But Atari, the mayor’s adopted 12-year old son (voiced by Koyu Rankin), heads off to Trash Island to find and rescue his beloved pooch. There he meets a pack of feral dogs led by the outlaw Chief (voiced by Bryan Cranston). They decide to help him find his beloved Spots. Atari becomes a symbol of social action and his actions set off a chain of events that will change the future of the archipelago.
Meanwhile back in Megasaki, Dr Watanabe (Akira Ito) believes that the dogs can be cured and is desperately working on perfecting an antidote. Also Tracy (voiced by Greta Gerwig), a foreign exchange student and activist, is trying to expose Kobayashi’s corruption.
Written by Anderson and a team of co-writers including regular collaborator Roman Coppola, the film serves as a clever allegory about corruption, the abuse of power, prejudice, and ethnic cleansing, which gives the material a topicality and contemporary relevance. The dialogue is clever and witty, and delivered in typically deadpan style. The film is steeped in Anderson’s typical sense of whimsy and off-beat humour. It is also steeped in an understanding of Japanese culture and seems to be paying tribute to the rich history of Japanese cinema and is heavily influenced by the films of the legendary director Akira Kurosawa.
But the writers also throw a lot of bizarre ideas at the screen, giving it a very busy feel, but not all of it is successful. In a bold move, Anderson has the Japanese characters speak in unsubtitled Japanese, although some of it is rendered into English by an omnipresent translator (voiced by Oscar winner Frances McDormand). The canine characters all speak in English.

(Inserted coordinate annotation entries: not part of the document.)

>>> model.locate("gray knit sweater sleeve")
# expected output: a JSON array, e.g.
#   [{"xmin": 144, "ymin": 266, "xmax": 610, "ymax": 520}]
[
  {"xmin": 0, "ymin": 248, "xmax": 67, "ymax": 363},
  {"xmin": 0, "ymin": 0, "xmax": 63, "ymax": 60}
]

Alexandre Desplat’s percussive score mixes traditional Japanese music with jazz and other influences that perfectly suits the mood of the film.
Anderson has assembled a superb vocal cast that includes Cranston, alongside many regulars, like McDormand, Schreiber, Bill Murray, Bob Balaban, Tilda Swinton, F Murray Abraham, and Scarlett Johansson, Jeff Goldblum, Harvey Keitel, Greta Gerwig, and Fisher Stevens, as well as several Japanese actors like veteran Ken Watanabe.
The garbage-littered island forms a rather grim and bleak backdrop for the story, and a great deal of attention has gone into creating this wasteland and this dystopian vision of Japan. The animation itself is very detailed and colourful and every frame is painstakingly shot by cinematographer Tristan Oliver, a specialist in lensing stop motion animated films. The animation for the dogs is angular and their movements uneven and unnatural. And a colourful prologue sets the scene by revealing Japan’s early history when dogs were revered in households until a revolution between rival clans saw the population turn against their pets.
Those who have enjoyed Anderson’s previous whimsical films will find much to enjoy in Isle Of Dogs.